Opinion

Opinion: Empathize with violence

A man in a swastika armband stands guard at a prison. On the other side of a barbed-wire fence, a caricature of a feminist, with cat-eye glasses, glares at him. “Honestly, we weren’t even interested in concentration camps,” says the guard, “but people would not stop punching us.”

The crudely drawn one-panel comic where this scene takes place was retweeted by the infinitely punchable Richard Spencer, who swears he isn’t a Nazi — even though he thinks “peaceful ethnic cleansing” is a great idea.

So, now that you got punched, do you think concentration camps are okay? Not to mention the fact that the concentration camps and systematic murder of six million Jews during the Holocaust didn’t happen because “people would not stop punching” the Nazis. They happened because of racism and antisemitism.

Too often, in politics, as well as in interpersonal communication, people insist they would agree, if only people would be nicer.

This action of judging an argument based on how someone expresses it, rather than what they say, is known as the “argument from tone.” In addition to being a logical fallacy, it actively upholds existing power structures.

Writing for the Federalist, senior contributor Nicole Russell argues that “Black Lives Matter’s violence undermines its credibility.” In addition to pointing to legitimate acts of violence, she bizarrely accuses a woman of an “aspect of violence” for “disrupting traffic,” and calls for a “a movement… in line with the success of the 1960’s civil rights movement” without “boorish language and dress.”

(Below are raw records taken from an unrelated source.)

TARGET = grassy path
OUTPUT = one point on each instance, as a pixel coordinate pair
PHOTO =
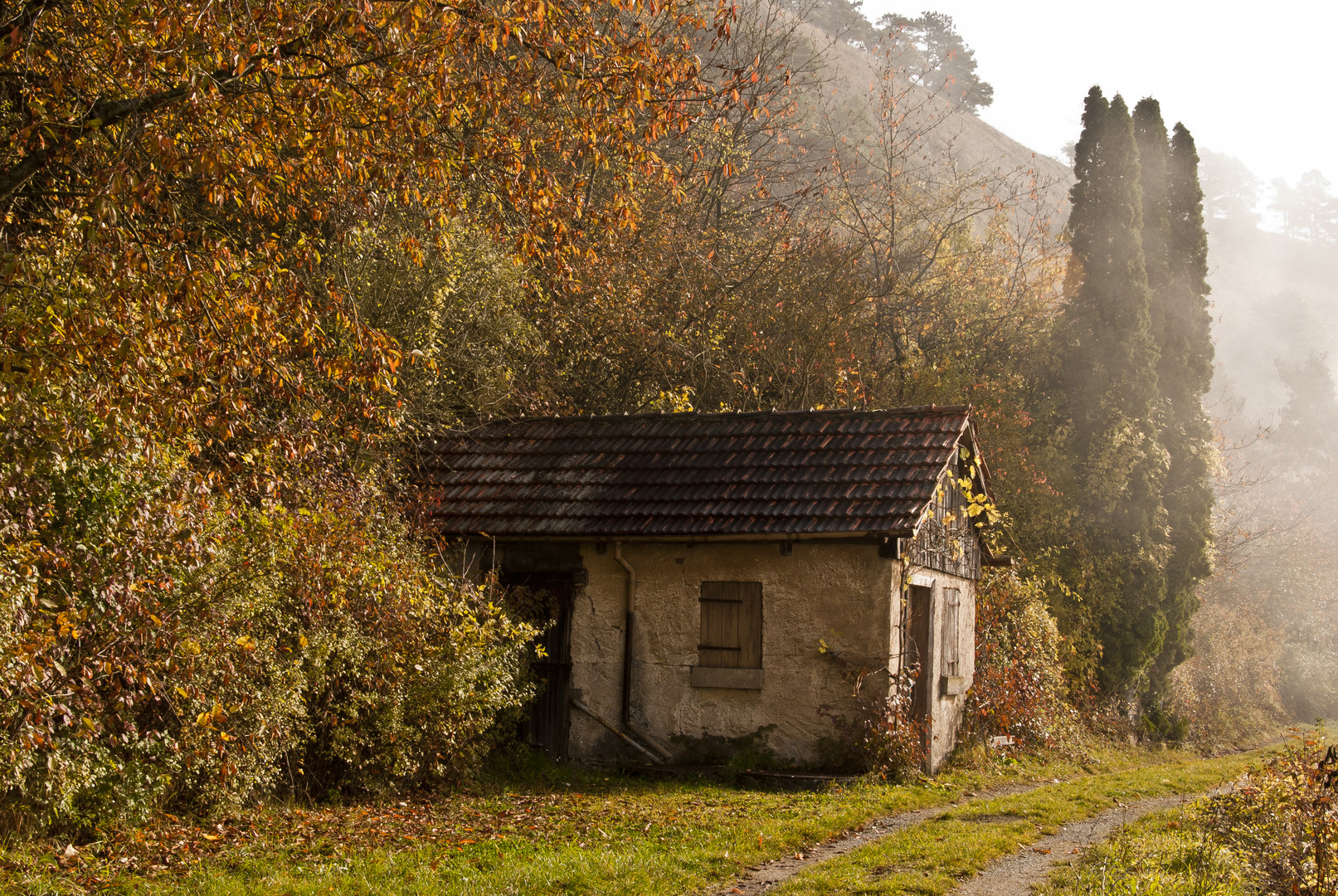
(591, 835)
(942, 854)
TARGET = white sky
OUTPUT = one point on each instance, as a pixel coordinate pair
(1253, 82)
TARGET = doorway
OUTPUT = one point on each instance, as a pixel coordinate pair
(919, 650)
(547, 720)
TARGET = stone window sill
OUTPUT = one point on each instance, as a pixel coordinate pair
(735, 679)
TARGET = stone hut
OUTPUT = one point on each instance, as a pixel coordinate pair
(726, 578)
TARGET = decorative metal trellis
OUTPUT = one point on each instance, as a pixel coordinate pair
(946, 539)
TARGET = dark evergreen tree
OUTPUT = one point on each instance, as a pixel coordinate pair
(1107, 392)
(1185, 375)
(1150, 131)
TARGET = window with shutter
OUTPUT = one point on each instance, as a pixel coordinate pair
(731, 625)
(951, 601)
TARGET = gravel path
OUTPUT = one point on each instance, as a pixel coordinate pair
(1014, 875)
(1010, 876)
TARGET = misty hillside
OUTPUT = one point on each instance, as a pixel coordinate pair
(976, 144)
(1274, 299)
(846, 76)
(1274, 296)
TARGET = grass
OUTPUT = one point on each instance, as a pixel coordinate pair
(563, 830)
(1161, 855)
(936, 856)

Never mind that in the actual 1960s, Martin Luther King, Jr. acknowledged that “a riot is the language of the unheard.” Or the fact that Black Lives Matter has condemned the few acts of violence carried out by people unaffiliated with the organization.

Furthermore, when you say you would support a human rights movement if not for a few isolated incidents, then you’re saying violence is okay when it’s done by the right people. You’re saying it’s okay for a group to continue being mistreated, just because a few of them don’t act the way you want them to.

Whatever your thoughts on the role of violence and when it is and is not appropriate, just because someone violently expresses an opinion, it doesn’t mean they’re wrong. What it does tell you is how much they care. Condemn violence, if you feel you must, but try to empathize with the people carrying it out.